Thursday, June 7, 2012

King Briant I (1149-1155)

It was never proven that Briant killed his father; if he was behind it, no proof exists. Certainly, there were plenty who had cause to see him dead. However it happened, Briant became king in 1149.

He was already middle aged at 40 years of age when he made the trek from Angouleme to Castle Rennes, still under repair from the war against Scotland. He was still, in most ways, the same bookish, shy, humble boy his father and mother had alternately ignored and despised, though he had developed a penchant for angry outbursts of cruelty, no doubt from some internalization of the rude criticisms of his family.

He brought with him his wife, Judith, a fat paranoiac who compounded his misery by demanding constant isolation, lest she and her husband be murdered in their beds. Oftentimes, the new queen would sleep alone, barricaded in her room. The two had still not produced an heir upon their arrival at Rennes.

Briant inherited a bad situation. War in Wales was in full swing, a conflict which was started precisely because his father felt he needed to be replaced. He was honor-bound to see it to its conclusion, no matter the initial cause. As well, revolt was once again threatening to break out across Ireland; rumors of his involvement in his father's death had stirred the lords of Ireland against the crown once again.

The first year of his rule saw Connacht revolt, followed by Tyrone in 1150. Briant let them, as all his troops were running roughshod over the Welsh countryside. Wales was the priority, just as it would have been for his father. It had to be seen through to the bloody end.


Perhaps mercifully, King Llewelyn I of Wales died in battle, leaving his his brother on the throne. This more or less eliminated Elinor's claim to the throne and, with it, any questions about Briant's half-brother's uniting of the two kingdoms. Wales sued for peace quickly after Llewelyn's demise, ceding Devon and Cornwall back to Brittany while not granting Elinor her place on the throne. Briant was happy to take this offer.

The king's military attentions quickly turned to Ireland, that bane of Brittany's peace for three generations. The forces of Tyrone and Connacht had grown fat and complacent in the face of meager Breton resistance. This came to a crashing halt in 1152, as first Tyrone and then Connacht are put down on the field of battle. Special ire was reserved for the forces of Connacht, as Duke Gilla-Patraic was executed during one of those rare but dangerous outbursts on the part of the king.

All settled into normality for a time.

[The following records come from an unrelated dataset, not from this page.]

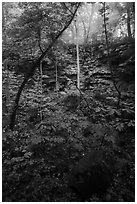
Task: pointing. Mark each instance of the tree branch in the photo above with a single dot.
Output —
(33, 68)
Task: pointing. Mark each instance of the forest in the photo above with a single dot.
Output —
(68, 101)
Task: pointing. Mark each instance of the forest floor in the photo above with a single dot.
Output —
(38, 155)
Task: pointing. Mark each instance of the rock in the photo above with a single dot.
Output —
(92, 175)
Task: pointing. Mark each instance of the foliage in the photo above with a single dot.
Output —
(56, 128)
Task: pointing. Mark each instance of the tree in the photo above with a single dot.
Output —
(36, 63)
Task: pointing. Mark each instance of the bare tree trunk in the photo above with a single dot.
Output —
(128, 23)
(33, 68)
(41, 102)
(77, 50)
(108, 53)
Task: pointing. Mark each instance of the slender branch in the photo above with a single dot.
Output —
(33, 68)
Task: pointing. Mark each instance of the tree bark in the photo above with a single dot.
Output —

Briant and Judith finally had a child, a son, named Barthelemi, in 1151. Born as the Irish rebellions were waning, he was quickly betrothed to the 9 year old Duchess Heloise of Burgundy, in the hopes of folding that storied duchy to the kingdom in due time.

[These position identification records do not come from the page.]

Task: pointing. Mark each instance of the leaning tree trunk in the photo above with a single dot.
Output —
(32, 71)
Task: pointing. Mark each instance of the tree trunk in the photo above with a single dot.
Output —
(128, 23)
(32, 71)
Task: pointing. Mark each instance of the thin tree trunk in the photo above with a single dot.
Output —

In 1155, Connacht rebelled once again, this time led by the deceased Gilla-Patraic's daughter. Her forces were quickly routed aside by the Bretons, but the army of Brittany was called back to the continent by a large peasant rebellion in Penthievere. The peasants were led by a group of flagellants and, after conducting an impromptu pogrom against the county's Jewish population, let themselves be swept up into conducting a siege of the county seat in their fervor.

Briant landed with his forces and fought the peasant rabble at the Battle of St. Brieuc in the summer of 1155. His horse threw him after it was gored with a spear. The dismounted king was set upon by the peasants, who beat him to death with clubs and rocks. He was 46 years old at the time of his death; his son, the new king, was only 4.